The Constitution Center continued, “The Sons of Liberty were formed in early 1765 in Boston and New York as concerns grew among colonists about more taxes and more control by the British government. On March 22, 1765, British Parliament finally passed the Stamp Act or Duties in American Colonies Act. It required colonists to pay taxes on every page of printed paper they used. The tax also included fees for playing cards, dice, and newspapers.

The reaction in the colonies was immediate. The protests were based on the legal principle that the colonial legislatures only had the power to tax residents who had representatives in those legislatures. That summer, Massachusetts called for a meeting of all the colonies – a Stamp Act Congress – to be held in New York in October 1765. Committees of Correspondence were also formed in the colonies to coordinate protests against the Stamp Act.”

The British were caught completely off guard by the “the avalanche of protest from the colonists, who effectively nullified the Stamp Act by outright refusal to use the stamps as well as by riots, stamp burning, and intimidation of colonial stamp distributors,” notes Britannica.  

“In addition to tarring and feathering stamp agents, the Sons of Liberty sacked homes and warehouses of the wealthy, whom they presumed were favourites of the royal governors. Colonists passionately upheld their rights as Englishmen to be taxed only by their own consent through their own representative assemblies, as had been the practice for a century and a half.

 In the set of resolutions against the act that he created for the town of Braintree, Massachusetts, John Adams wrote, ‘We have called this a burdensome tax, because the duties are so numerous and so high, and the embarrassments to business in this infant, sparsely settled country so great, that it would be totally impossible for the people to subsist under it, if we had no controversy at all about the right and authority of imposing it…We further apprehend this tax to be unconstitutional. We have always understood it to be a grand and fundamental principle of the constitution that no freeman should be subject to any tax to which he has not given his own consent, in person or by proxy.’

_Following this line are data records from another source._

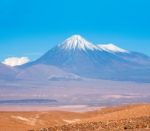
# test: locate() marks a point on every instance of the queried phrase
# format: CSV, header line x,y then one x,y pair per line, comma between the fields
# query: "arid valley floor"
x,y
119,118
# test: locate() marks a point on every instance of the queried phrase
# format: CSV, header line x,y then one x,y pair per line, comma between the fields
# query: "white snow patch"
x,y
111,48
78,42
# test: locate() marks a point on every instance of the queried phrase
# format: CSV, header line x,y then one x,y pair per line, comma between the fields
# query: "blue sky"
x,y
31,27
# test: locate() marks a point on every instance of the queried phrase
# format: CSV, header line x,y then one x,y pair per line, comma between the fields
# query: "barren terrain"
x,y
111,118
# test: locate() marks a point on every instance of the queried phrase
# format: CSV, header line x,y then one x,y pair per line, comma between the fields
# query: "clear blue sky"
x,y
31,27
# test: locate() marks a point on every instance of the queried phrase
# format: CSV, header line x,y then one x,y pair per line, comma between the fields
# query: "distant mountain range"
x,y
76,58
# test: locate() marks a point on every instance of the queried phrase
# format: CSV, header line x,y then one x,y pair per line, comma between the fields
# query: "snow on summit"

In addition to nonimportation agreements among colonial merchants, the Stamp Act Congress was convened in New York (October 1765) by moderate representatives of nine colonies to frame resolutions of “rights and grievances” and to petition the king and Parliament for repeal of the objectionable measures. Because they were more conservative in their response to the act than colonial legislatures had been, some of the delegates to the congress refused to sign even the moderate petitions that resulted from their gathering, which was the first intercolonial congress to meet in America. In spite of the petitions’ mildness, Parliament rejected them.”

The British could only hold out for so long. Facing pressure from merchants and manufacturers who were losing money as their exports declined, Parliament eventually repealed the act in 1766 while also passing the Declaratory Act, which insisted that the British had the right to tax anywhere in the empire “in all cases whatsoever.” 

The Stamp Act helped unite the North American colonies and the snowball of revolution started rolling faster down the mountain on this day in 1765.